LOST: With all the flashbacks and flashforwards and time travel going on, the same character can be Hollywood Old and looking too young in the same episode. In later seasons this is sometimes averted by making the same character be played by different actresses (who look really similar but with a clear age difference) in different time periods. This series contain several cases of Playing Gertrude that are NOT also cases of Hollywood Old.
Happens a lot in the present-day scenes in Cold Case, particularly in episodes where the case in question took place before about 1960.
This is the 50-year-old King Henry VIII according to The Tudors. This◊ is the 50-year-old Henry VIII according to Hans Holbein the Younger.
Charles Brandon is this trope in spades.
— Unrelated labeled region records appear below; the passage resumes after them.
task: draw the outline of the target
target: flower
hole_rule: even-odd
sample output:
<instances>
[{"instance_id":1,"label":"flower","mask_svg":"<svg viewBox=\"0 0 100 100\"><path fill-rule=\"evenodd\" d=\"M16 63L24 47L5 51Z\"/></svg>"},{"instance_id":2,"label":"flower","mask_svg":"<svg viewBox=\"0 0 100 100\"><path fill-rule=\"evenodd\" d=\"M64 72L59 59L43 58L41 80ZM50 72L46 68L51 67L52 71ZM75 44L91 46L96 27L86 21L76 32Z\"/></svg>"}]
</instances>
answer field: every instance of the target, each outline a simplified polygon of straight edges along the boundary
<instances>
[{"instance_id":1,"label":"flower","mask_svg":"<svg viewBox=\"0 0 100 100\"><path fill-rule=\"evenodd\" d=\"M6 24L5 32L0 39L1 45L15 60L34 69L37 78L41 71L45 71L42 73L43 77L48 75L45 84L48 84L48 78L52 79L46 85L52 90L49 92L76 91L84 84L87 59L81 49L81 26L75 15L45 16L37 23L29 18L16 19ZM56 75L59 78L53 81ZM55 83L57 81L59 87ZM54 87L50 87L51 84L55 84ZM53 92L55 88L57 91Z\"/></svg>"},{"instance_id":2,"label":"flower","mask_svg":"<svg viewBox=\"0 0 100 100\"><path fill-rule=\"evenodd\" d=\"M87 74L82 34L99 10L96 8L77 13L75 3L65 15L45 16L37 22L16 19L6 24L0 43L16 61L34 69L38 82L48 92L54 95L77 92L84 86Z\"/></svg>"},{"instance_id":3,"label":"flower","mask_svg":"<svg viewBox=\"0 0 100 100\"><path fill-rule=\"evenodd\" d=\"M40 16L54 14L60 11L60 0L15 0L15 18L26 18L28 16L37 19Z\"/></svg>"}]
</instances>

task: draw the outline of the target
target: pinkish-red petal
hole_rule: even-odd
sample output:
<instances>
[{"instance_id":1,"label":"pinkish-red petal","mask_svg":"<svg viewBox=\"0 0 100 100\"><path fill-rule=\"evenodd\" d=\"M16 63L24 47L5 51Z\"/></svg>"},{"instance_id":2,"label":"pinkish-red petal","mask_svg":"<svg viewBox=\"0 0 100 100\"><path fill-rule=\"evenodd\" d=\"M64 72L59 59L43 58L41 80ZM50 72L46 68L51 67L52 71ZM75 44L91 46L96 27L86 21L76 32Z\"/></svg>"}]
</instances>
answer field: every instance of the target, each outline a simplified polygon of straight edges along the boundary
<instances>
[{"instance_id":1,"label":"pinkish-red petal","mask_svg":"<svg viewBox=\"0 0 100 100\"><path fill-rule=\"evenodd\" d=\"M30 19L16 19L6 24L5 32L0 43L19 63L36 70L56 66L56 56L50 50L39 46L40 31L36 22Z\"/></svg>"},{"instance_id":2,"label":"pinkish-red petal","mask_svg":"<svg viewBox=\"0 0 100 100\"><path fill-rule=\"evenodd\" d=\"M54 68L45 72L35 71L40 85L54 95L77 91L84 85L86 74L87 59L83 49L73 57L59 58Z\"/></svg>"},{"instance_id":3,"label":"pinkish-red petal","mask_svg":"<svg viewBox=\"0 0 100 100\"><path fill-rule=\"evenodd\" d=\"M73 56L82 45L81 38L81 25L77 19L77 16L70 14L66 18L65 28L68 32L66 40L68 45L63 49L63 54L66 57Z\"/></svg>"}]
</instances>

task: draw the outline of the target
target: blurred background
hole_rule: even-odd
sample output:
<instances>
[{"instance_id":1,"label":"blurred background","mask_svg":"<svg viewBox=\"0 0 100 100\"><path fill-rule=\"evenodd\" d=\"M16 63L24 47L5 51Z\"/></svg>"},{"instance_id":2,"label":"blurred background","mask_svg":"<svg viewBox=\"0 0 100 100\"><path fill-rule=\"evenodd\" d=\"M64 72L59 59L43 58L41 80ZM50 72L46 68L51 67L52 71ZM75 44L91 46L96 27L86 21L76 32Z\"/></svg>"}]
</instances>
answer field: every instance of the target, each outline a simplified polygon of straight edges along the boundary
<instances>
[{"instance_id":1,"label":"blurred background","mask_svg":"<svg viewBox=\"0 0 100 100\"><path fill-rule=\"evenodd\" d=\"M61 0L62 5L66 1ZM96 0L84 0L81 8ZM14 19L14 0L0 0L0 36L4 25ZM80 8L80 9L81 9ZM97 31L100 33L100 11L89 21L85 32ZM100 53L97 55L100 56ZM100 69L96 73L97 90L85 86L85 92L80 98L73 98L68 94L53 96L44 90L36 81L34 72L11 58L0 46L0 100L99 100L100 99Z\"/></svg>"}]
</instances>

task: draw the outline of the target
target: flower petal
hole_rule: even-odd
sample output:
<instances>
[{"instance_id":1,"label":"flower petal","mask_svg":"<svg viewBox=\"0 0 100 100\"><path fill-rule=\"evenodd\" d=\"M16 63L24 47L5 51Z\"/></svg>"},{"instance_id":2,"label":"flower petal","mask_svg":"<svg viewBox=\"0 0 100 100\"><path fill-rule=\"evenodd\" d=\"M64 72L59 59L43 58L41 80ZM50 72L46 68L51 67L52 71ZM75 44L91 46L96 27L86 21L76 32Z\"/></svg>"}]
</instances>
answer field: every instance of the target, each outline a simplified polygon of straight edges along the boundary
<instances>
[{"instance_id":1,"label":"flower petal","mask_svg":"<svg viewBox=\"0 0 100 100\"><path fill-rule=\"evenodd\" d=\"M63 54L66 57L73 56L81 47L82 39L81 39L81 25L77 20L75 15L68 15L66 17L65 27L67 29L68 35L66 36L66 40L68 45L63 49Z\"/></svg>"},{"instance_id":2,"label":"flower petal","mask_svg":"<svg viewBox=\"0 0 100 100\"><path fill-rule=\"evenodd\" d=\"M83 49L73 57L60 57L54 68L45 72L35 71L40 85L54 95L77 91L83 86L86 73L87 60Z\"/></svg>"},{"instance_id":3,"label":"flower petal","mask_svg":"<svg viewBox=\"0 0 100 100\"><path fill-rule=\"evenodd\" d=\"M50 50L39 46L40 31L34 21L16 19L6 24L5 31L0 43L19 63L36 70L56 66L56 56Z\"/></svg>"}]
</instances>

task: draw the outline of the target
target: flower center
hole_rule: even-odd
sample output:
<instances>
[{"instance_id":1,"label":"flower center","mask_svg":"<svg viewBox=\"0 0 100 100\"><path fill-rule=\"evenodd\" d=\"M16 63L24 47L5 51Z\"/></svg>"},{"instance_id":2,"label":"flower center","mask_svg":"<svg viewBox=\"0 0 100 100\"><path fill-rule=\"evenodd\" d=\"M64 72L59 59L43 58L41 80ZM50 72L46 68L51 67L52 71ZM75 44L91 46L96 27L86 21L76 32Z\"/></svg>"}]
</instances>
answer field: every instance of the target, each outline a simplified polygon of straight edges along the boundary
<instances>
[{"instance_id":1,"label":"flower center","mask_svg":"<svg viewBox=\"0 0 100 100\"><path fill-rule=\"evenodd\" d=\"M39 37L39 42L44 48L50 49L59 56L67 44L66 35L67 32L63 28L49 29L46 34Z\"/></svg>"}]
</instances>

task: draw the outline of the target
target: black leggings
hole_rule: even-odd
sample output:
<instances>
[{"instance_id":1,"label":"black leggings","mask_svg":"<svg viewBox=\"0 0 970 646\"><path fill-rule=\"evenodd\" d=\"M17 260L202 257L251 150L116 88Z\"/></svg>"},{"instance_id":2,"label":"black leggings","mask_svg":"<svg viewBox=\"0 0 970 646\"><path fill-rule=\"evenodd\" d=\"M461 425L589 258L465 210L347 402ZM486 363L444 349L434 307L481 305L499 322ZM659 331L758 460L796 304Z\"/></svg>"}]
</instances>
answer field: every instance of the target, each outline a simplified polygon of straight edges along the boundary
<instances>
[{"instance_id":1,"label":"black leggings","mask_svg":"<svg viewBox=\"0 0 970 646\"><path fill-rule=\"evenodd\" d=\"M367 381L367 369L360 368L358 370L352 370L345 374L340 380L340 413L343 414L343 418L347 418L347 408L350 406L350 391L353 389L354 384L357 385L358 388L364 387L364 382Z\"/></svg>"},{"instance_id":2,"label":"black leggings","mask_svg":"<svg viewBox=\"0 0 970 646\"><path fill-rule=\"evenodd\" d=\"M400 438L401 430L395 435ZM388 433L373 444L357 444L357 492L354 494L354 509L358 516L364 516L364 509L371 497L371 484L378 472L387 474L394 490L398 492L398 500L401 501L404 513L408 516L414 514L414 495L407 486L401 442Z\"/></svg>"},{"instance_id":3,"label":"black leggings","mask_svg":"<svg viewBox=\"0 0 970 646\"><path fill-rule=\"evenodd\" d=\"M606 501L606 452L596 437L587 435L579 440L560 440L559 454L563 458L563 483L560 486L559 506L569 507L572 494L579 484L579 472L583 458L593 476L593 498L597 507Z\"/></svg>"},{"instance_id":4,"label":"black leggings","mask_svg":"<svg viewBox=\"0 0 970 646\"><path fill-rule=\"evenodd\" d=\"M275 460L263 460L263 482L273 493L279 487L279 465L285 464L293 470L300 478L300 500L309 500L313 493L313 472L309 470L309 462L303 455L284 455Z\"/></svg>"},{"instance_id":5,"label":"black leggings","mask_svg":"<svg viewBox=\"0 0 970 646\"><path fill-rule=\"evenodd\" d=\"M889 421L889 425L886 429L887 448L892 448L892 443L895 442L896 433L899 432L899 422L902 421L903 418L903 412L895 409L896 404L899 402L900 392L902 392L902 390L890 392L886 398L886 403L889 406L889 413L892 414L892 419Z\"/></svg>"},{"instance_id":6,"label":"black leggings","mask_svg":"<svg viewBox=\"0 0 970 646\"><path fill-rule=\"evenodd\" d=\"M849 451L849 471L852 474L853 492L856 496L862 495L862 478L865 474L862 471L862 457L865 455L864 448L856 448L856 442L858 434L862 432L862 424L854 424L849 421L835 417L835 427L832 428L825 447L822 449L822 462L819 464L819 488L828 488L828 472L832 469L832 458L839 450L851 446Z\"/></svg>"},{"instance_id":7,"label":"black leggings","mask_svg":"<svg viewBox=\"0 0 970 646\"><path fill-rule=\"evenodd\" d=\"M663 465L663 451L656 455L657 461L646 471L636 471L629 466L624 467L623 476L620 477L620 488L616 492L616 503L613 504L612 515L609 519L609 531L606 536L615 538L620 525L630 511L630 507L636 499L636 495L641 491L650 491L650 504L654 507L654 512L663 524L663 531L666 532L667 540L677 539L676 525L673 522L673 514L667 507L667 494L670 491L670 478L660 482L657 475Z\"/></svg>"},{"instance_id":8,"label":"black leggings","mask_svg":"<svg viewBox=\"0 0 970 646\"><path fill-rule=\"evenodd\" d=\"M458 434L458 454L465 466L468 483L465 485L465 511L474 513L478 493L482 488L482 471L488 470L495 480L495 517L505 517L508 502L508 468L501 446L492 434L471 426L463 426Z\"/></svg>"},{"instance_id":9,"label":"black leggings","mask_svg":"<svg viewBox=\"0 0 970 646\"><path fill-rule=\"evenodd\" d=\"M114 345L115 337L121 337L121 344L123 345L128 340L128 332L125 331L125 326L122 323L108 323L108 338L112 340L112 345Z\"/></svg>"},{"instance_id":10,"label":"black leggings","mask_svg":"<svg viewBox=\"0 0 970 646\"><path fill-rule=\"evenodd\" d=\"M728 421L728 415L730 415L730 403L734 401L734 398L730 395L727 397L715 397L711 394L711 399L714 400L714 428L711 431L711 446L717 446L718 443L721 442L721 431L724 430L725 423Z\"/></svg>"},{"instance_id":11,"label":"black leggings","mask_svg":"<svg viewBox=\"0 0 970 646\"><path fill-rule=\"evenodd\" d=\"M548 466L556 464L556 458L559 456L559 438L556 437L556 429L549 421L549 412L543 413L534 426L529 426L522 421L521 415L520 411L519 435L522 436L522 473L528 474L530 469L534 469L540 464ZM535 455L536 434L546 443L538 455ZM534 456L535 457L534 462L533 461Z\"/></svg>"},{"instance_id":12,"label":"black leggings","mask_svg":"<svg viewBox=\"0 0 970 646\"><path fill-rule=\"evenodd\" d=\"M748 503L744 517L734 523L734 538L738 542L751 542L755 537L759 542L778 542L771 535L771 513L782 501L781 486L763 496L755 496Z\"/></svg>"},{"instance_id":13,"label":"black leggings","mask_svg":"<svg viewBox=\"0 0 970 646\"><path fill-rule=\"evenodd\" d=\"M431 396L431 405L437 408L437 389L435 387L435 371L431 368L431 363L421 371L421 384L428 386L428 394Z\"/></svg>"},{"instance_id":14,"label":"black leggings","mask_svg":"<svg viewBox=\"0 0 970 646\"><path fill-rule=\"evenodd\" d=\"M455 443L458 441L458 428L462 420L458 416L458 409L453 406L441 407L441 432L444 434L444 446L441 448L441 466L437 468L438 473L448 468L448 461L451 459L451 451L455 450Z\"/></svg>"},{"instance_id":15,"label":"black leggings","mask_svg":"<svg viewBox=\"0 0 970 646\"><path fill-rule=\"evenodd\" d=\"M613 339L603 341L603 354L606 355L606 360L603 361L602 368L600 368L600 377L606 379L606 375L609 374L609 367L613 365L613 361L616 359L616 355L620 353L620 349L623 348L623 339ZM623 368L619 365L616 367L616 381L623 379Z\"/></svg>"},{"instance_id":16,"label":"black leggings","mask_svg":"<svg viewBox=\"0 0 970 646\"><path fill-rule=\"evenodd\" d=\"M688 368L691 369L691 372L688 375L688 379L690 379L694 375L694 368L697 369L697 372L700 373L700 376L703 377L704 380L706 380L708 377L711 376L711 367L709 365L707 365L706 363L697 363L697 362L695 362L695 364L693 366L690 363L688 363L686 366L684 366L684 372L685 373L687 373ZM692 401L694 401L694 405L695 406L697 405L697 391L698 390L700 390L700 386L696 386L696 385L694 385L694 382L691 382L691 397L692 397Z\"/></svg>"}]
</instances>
You'd never guess that Henry Cavill is supposed to be portraying a sixty-year old man during the war scenes in France. He looks young and fit until he's inexplicably given wrinkles and graying hair in the final episode.
A.N.T. Farm has a principal who is supposed to be horrifically old. She is played by a 50 year-old woman.
Suite Life On Deck has Ms. Emma Tutweiler. She is supposed to be a caricature of an old maid, worrying about being single, living with her cats, and one character remarks that she aged since high school in a very tactless fashion. This seems understandable and relatively bearable for a kids show. Except for the fact that she is played by this actress (see Erin Cardillo and for the costume, it doesn't change anything).
Hilariously and wonderfully lampshaded in Wizards of Waverly Place, when addressing the eldest son and daughter's misconceptions about age. Thirty-five doesn't equal middle age. The scene is really cathartic in a form of media which generally displays sexism and ageism in order to pander to a younger audience.
Old Lady Gibson in Fallout: New Vegas, despite her white hair, barely looks older than about 40. Then again, some people in real life get gray hair at 30 or earlier. This also applies to the older age settings for the player character (said to go up to 60), as there is no "wrinkled" face option for them outside of mods, unlike certain NPC's.
Atrus in Myst is played by the game's co-creator Rand Miller (who does double duty as Atrus' son Achenar) who was in his early thirties when he first assumed the role in the original game. Rand Miller has noted that he once felt he was too young to play the role of Atrus. But since his likeness and voice has become engrained as Atrus to Myst fans, it would have been wrong to recast the character in the sequels.